Perjalanan Batu Bara Mendominasi Sektor Kelistrikan
Pembangkit listrik tenaga batu bara global meningkat dari 4,4 TWh pada tahun 1990 menjadi 10,2 TWh pada tahun 2022, mencatat peningkatan sebesar 133%. Cina merupakan pendorong utama pertumbuhan tersebut, namun India dan negara-negara Asia lainnya juga berkontribusi.
Kapasitas terpasang global meningkat dari 856 gigawatt (GW) pada tahun 1990 menjadi sekitar 2,1 TW pada tahun 2022, dengan negara-negara Asia menambahkan sekitar 1,4 TW.
Berkat cadangan batu bara yang melimpah dan kebutuhan untuk menambah pasokan energi dengan cepat untuk mendukung pertumbuhan ekonomi, Asia bertanggung jawab atas lebih dari tiga perempat pembangkit listrik tenaga batu bara di dunia.

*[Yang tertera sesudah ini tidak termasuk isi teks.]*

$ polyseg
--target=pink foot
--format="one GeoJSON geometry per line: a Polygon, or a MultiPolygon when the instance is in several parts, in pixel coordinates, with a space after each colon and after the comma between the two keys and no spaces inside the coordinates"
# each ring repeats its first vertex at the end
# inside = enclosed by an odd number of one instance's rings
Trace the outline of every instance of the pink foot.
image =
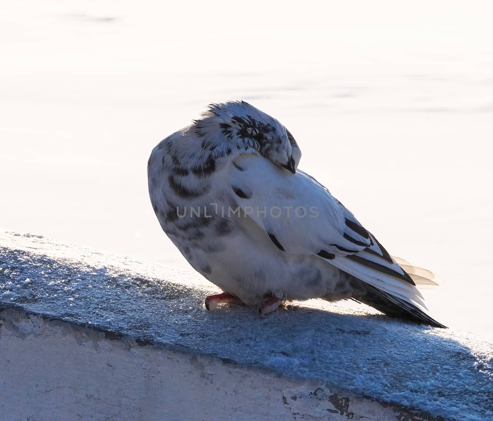
{"type": "Polygon", "coordinates": [[[258,314],[260,316],[263,316],[273,312],[282,302],[282,298],[279,298],[275,295],[269,297],[260,304],[260,306],[258,308],[258,314]]]}
{"type": "Polygon", "coordinates": [[[230,294],[229,292],[222,292],[220,294],[214,294],[213,295],[208,295],[206,297],[206,308],[210,311],[215,310],[217,308],[217,305],[221,303],[231,303],[232,302],[240,302],[238,297],[230,294]]]}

Kapasitas pembangkitan batu bara terus meningkat di wilayah ini, namun laju proyek-proyek baru melambat di tengah permasalahan lingkungan.

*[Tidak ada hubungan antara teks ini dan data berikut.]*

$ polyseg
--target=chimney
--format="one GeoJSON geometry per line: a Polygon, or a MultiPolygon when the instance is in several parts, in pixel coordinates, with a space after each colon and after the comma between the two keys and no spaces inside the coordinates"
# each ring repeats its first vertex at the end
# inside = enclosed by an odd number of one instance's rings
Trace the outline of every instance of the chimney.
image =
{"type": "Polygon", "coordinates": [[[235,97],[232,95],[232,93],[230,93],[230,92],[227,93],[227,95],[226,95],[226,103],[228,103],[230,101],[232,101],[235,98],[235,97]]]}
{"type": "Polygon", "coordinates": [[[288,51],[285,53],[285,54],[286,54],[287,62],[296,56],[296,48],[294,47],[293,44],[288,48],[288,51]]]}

Negara-negara di dunia yang sangat bergantung pada batu bara, seperti Cina, Jerman, dan Amerika Serikat, sedang mengembangkan kapasitas energi terbarukan dengan cukup cepat dan dalam kondisi ekonomi yang menguntungkan sehingga dapat dengan mudah menggantikan batu bara.

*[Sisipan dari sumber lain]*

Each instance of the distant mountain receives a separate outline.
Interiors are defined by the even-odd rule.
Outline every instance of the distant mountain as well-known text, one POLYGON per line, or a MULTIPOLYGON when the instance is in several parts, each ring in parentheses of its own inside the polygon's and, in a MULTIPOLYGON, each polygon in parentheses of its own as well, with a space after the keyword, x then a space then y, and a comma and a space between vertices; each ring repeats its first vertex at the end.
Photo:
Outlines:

Eropa dan Amerika Utara secara sistematis mengganti pembangkit listrik tenaga batu bara dengan sumber yang lebih ramah lingkungan seperti gas alam dan energi terbarukan, sehingga mengurangi kapasitas pembangkit listrik tenaga batu bara sebesar lebih dari 200 GW sejak tahun 1990.
Penurunan di Eropa terutama disebabkan oleh kebijakan emisi yang ketat, sementara Amerika Utara lebih banyak mengganti pembangkit listrik tenaga batu bara dengan gas karena produksi regional yang melimpah telah memangkas harga.
Meskipun batu bara mengalami penurunan di Eropa dan Amerika Utara, pertumbuhan di Asia telah membayangi upaya mereka. Dan, ketika harga gas dan LNG meroket pada paruh kedua tahun 2022, banyak negara beralih ke batu bara untuk memenuhi kebutuhan energi mereka, sehingga menyebabkan peningkatan emisi di sektor ketenagalistrikan.
Sebagai gambaran, rata-rata pembangkit listrik tenaga batu bara mengeluarkan sekitar 1 ton CO2 per megawatt-jam (MWh), sedangkan pembangkit listrik tenaga gas mengeluarkan hampir 0,5 ton per MWh. Ini berarti emisi per megawatt-jam sudah berkurang setengahnya hanya dengan beralih kembali ke gas alam karena harga sudah lebih stabil.